Generalka is a cave in Zagorje with a 25 m horizontal passage length, located on the north slope of the Ivanščica massif, above the rock quarry Vudelja that opened in 1935 for road building purposes. It is a dry horizontal cave, and small, but complex. It is difficult to access, but a tourist path has been planned.

==Description==
The cave is located on the Generalski Stol plateau of Ivanščica. The cave formed in Anisian dolomite under a combination of tectonic, erosive, and corrosive conditions. It is small, so at 6 points its passages remain incompletely explored because of narrowness alone. But its passages form a complex network of 4 interconnected passages. The cave likely continues to the northwest towards a second entrance.

Speleothems include stalactites, stalagmites, and flowstone, along with the occasional stalagnate and coralloids.

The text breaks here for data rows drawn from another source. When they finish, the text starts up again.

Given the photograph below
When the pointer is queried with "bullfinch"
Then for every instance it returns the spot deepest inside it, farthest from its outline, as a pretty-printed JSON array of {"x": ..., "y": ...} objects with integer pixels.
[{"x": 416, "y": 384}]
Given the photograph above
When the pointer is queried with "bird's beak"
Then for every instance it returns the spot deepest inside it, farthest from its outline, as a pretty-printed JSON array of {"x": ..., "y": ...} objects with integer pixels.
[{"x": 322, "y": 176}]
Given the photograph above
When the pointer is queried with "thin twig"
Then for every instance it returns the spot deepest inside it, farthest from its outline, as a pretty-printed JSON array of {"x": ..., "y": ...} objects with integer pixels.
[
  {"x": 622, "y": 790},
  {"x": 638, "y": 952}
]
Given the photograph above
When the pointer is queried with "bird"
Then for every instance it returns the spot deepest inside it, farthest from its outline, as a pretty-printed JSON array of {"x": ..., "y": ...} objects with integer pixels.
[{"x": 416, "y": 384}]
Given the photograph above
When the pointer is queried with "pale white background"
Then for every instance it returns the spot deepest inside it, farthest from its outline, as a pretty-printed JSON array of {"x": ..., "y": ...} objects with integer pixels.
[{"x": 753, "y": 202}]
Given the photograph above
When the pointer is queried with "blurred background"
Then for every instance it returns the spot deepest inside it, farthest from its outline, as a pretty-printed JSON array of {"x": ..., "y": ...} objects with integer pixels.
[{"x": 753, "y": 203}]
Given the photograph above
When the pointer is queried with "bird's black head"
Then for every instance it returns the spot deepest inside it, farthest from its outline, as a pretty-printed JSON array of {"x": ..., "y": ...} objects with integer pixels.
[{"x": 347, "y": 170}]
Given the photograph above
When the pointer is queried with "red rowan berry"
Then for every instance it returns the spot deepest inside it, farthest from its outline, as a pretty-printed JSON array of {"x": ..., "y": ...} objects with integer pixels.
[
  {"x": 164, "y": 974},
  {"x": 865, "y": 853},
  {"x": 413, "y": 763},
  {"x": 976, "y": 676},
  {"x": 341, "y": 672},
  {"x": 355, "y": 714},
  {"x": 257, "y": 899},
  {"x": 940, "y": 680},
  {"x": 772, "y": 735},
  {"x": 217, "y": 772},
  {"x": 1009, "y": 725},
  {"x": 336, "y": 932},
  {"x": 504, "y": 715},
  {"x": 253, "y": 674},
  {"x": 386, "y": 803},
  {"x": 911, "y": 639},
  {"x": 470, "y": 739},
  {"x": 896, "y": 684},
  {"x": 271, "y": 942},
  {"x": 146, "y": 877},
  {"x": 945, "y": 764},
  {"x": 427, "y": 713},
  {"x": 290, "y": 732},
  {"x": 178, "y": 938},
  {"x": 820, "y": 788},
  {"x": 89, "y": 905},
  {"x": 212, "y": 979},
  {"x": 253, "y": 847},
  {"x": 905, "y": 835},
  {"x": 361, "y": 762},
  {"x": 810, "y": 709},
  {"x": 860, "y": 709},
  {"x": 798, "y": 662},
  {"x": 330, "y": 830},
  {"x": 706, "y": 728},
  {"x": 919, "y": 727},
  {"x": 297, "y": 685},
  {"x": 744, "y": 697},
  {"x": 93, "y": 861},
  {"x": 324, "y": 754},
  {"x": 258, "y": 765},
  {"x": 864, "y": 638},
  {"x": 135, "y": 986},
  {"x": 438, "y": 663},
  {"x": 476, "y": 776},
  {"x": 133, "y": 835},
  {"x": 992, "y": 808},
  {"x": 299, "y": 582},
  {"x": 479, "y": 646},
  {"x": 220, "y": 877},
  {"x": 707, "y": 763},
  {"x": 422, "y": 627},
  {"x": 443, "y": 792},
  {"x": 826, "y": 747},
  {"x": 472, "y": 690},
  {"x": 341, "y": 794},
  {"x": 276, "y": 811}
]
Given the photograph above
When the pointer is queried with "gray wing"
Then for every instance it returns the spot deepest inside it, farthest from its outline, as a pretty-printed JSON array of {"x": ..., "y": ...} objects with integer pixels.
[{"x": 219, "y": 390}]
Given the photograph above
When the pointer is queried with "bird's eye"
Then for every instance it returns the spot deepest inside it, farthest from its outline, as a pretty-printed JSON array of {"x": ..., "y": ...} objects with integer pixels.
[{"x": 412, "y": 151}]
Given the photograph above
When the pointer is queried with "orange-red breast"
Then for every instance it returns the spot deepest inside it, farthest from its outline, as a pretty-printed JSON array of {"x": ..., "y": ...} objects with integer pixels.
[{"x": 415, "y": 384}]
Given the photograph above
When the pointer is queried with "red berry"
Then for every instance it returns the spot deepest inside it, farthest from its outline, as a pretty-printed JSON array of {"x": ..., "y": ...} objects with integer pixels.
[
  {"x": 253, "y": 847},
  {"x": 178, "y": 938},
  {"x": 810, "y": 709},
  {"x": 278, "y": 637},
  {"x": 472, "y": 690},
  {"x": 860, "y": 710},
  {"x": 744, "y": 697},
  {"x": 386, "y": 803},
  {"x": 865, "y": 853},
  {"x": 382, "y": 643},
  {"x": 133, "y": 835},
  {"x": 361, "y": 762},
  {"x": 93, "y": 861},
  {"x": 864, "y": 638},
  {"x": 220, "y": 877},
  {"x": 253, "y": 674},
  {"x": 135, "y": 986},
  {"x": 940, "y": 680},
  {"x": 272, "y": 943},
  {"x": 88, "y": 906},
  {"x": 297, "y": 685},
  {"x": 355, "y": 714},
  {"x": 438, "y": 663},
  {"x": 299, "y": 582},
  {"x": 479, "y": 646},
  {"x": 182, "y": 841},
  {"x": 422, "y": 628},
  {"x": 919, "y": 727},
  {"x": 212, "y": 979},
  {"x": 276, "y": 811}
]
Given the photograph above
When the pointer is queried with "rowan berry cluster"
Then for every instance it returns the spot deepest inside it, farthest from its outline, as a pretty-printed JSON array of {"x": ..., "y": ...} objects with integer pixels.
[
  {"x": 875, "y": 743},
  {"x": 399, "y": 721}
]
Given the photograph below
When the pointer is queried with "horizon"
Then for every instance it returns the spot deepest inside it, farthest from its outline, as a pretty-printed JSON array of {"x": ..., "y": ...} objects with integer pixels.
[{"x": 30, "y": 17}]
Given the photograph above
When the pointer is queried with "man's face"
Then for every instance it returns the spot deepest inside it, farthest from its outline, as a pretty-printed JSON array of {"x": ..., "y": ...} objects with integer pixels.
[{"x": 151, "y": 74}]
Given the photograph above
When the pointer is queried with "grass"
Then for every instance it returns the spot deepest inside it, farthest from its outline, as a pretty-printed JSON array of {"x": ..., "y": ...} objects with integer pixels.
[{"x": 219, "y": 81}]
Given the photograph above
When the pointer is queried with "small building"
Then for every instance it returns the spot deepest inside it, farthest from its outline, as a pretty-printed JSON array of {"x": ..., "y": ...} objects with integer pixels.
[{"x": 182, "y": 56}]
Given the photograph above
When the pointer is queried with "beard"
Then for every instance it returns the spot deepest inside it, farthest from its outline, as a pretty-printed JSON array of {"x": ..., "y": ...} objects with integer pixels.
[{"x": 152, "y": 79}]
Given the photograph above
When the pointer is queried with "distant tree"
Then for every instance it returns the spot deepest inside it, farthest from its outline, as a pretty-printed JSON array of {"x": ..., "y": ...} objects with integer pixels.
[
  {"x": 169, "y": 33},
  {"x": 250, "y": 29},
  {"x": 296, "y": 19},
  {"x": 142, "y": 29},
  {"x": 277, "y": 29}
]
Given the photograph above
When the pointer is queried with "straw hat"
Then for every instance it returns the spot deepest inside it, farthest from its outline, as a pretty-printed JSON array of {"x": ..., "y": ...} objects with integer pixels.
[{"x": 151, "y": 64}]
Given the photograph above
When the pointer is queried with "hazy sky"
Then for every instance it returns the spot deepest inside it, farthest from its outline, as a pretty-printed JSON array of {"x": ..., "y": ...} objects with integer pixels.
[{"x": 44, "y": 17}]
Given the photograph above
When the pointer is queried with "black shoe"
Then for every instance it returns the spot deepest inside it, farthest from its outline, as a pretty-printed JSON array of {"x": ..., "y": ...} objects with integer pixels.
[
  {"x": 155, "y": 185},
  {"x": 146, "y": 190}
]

A map of the cave drawn in 2009 by Tomica Matišić.

==History==
Cavers from the newly founded HSS section Kraševski Zviri discovered the cave on 7 November 2009. The cave had long been known to locals. A cache of spitzer bullets in the cave was found at the bottom of the entrance pit. They returned on the 14th and widened the very narrow entrance, removing the cache. They then mapped the cave topographically. A microclimate expedition was undertaken on 15 April 2012, during which the cave was systematically photographed.

==Climate==
A strong wind emanates from the lower entrance, indicating the presence of an upper entrance. The air temperature of the cave is 9.8 C, with a soil temperature of 9.7 C. The relative humidity is 98%.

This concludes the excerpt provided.